Snow Falling in Spring by Moying Li

Snow Falling in Spring by Moying Li

Author:Moying Li
Language: eng
Format: epub
ISBN: 9780312608675
Publisher: Farrar, Straus and Giroux (BYR)


High-pitched crows from Lee’s roosters woke me in the morning, followed by the voices of our neighbors’ roosters. It was like being surrounded by a rooster orchestra. The old alarm clock on the desk pointed its hour hand at five. Rise and shine, I thought. I got out of bed and walked into the yard.

Lee was up already. Looking around, I saw smoke coming out of many stoves. “This is the beginning of our daily routine,” she said. Barley porridge and corn bread with pickles for breakfast was another daily routine. Unlike in Beijing, there was no rice here.

“Let me help you carry water back from the well,” I volunteered after breakfast.

“Are you sure you can handle it? There’s a lot of uphill walking.”

“I’ve done it before, when we were helping farmers during harvest,” I assured her.

The local well was two miles down the hill. All the villagers, about a hundred of them, went there every morning to carry water home in two big pails each, well balanced on their shoulders. The way down to the well was easy, even though the pails were much bigger than the ones I had carried before. Throwing the wooden pail into the deep well took practice. A rope was tied to a timber beam across the well, and the pail was loosely hooked onto the other end and slowly lowered. Giving it the right swing would tilt it just enough to catch water. Too much angle or too hard a swing might knock the pail over and sink it. I had lost such a pail myself trying to help the farmers during one of the harvests. So this time I handed the pail to my more experienced cousin.

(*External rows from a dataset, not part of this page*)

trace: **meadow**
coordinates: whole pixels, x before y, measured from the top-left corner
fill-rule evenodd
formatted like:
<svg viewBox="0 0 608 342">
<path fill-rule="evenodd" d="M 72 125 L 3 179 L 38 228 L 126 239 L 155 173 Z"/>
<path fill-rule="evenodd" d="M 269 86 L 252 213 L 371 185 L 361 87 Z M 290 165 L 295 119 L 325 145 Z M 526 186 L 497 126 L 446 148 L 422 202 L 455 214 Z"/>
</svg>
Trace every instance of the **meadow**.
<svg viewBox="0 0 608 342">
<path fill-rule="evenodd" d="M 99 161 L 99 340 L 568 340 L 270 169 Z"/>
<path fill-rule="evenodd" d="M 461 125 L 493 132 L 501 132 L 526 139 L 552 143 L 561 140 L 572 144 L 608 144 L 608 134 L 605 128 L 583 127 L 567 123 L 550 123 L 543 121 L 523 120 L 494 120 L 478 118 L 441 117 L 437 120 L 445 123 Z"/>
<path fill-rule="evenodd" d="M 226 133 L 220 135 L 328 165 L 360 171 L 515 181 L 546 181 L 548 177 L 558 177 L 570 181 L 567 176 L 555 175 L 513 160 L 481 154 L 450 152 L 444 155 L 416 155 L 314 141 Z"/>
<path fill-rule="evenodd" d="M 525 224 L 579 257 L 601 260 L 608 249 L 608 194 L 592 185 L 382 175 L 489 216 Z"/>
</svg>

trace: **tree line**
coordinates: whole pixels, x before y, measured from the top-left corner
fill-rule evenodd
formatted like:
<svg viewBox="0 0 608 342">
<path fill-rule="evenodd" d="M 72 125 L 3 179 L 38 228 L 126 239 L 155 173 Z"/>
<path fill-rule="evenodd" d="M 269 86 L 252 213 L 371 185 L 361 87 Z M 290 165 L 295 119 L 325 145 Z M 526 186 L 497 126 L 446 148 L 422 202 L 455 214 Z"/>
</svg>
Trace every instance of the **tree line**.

After Lee filled both containers, I balanced them over the long bamboo pole, trying to remember how I had done this before. The wooden pails felt much heavier than I recalled, and my balancing was not as good as I remembered, either. My cousin knew me too well to intervene and walked close by just in case. The first few yards were not bad, but then I started to feel the full weight of the water. I gritted my teeth and steadied my pace. A village girl a few years younger than I passed by us with the same load on her shoulders. She looked like she was simply out for a walk. I bit my lip this time and doubled my efforts. I did not last as long as I had hoped before my cousin forced me to stop and let her take over.

“You’ve done very well already. Save some strength for tomorrow,” she said.

After a simple dinner of corn bread and stir-fried cabbage, Lee and I relaxed on the wooden bench in her yard. “I’ve heard about what happened in Beijing,” she finally said. “It must be awful for you.”

As we sat in this quiet village yard and watched the distant hills slowly disappear in the darkness, all the terrible things that had happened during the past four years passed through my mind, like a movie in slow motion.